Tentu kita selalu bisa berdoa dan meminta yang terbaik dari Tuhan. Tapi kita harus selalu ingat bahwa saat minta yang terbaik, kita juga harus siap akan hal yang sulit dalam hidup. Contohnya, kalau kita lihat sebuah tim, katakanlah tim sepakbola, ada pelatih di tim itu. Sang pelatih akan memberi kita waktu untuk berlatih, misalnya harus lari 30 menit. Setelah itu, lari sambil menendang dan mengoper bola. Kadang kita sedih, bahkan marah pada sang pelatih. Tapi dia selalu ada di sana, karena sebenarnya dia sedang melatih kita. Nah, saat tiba masa bertanding, makan kita akan bisa menang dengan lebih mudah. Kalu sang pelatih tidak menantang kita dan hanya bilang, ya terserah kamu mau ngapain, pasti hasilnya akan beda saat bertanding. Kita mungkin akan cepat kalah begitu saja.Â
Begitu juga dengan hidup. Ibaratnya, Tuhan adalah pelatih kita, yang bilang kepada kita untuk melakukan ini dan itu. Memuat kita berada di posisi sulit, menantang kita supaya kita bisa lebih baik menghadapi masalah hidup nantinya, karena kita sudah berhasil nih melewati situasi yang lebih sulit. Latihan ini yang bisa menolong kita di masa depan.
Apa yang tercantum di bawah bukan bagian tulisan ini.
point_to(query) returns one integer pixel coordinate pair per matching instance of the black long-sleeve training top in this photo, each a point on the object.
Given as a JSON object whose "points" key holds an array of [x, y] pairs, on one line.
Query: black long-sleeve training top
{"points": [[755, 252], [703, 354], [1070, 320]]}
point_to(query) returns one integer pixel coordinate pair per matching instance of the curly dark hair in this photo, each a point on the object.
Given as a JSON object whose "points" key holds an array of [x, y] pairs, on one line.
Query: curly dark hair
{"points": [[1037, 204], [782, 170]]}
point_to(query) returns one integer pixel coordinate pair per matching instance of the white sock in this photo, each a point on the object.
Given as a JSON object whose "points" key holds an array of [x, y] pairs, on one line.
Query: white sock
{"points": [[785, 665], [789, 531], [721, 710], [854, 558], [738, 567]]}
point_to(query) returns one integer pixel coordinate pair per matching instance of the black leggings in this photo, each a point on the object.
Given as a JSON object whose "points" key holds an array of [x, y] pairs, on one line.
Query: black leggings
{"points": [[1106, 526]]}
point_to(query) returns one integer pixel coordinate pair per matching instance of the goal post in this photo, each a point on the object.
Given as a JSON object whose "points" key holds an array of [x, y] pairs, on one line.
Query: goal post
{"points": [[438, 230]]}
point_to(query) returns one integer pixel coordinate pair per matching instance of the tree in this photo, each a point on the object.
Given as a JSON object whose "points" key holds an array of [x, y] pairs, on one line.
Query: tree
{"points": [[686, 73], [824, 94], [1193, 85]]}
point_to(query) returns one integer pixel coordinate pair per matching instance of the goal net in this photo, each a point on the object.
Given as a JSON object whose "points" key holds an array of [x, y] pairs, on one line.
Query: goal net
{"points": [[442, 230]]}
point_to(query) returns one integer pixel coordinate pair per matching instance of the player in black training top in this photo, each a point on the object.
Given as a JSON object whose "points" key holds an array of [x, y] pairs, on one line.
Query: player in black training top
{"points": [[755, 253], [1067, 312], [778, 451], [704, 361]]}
Intinya, saya ingin bilang agar kita menyambut masalah-masalah hidup. Berteman dengan semua masalah kita. Masalah inilah yang menjadi ajang latihan kita untuk hidup yang lebih baik di masa depan. Jangan selalu mengeluh pada Tuhan. Jika kita benar-benar percaya pada Tuhan, maka kita perlu menerima hidup ini. Aturan pertama menjadi sukses adalah menerima. Jika kita menerima, maka kita akan menemukan solusi. Kalau kita selalu mengeluh, sulit untuk menyelesaikan masalah. Menurut saya, inilah yang perlu dipelajari semua orang, tidak hanya belajar tetapi juga mengerti artinya. Tuhan bukan musuh kita. Jika kita punya masalah, berarti kita perlu belajar dari masalah itu, supaya bisa menghindari masalah itu di masa depan.Â
Mungkin tidak selalu kelihatan, tapi saya bahagia bahwa saya bisa belajar dan memahami hal ini selama di Indonesia. Hal-hal inilah yang bisa membuat saya menjadi orang yang lebih baik nantinya.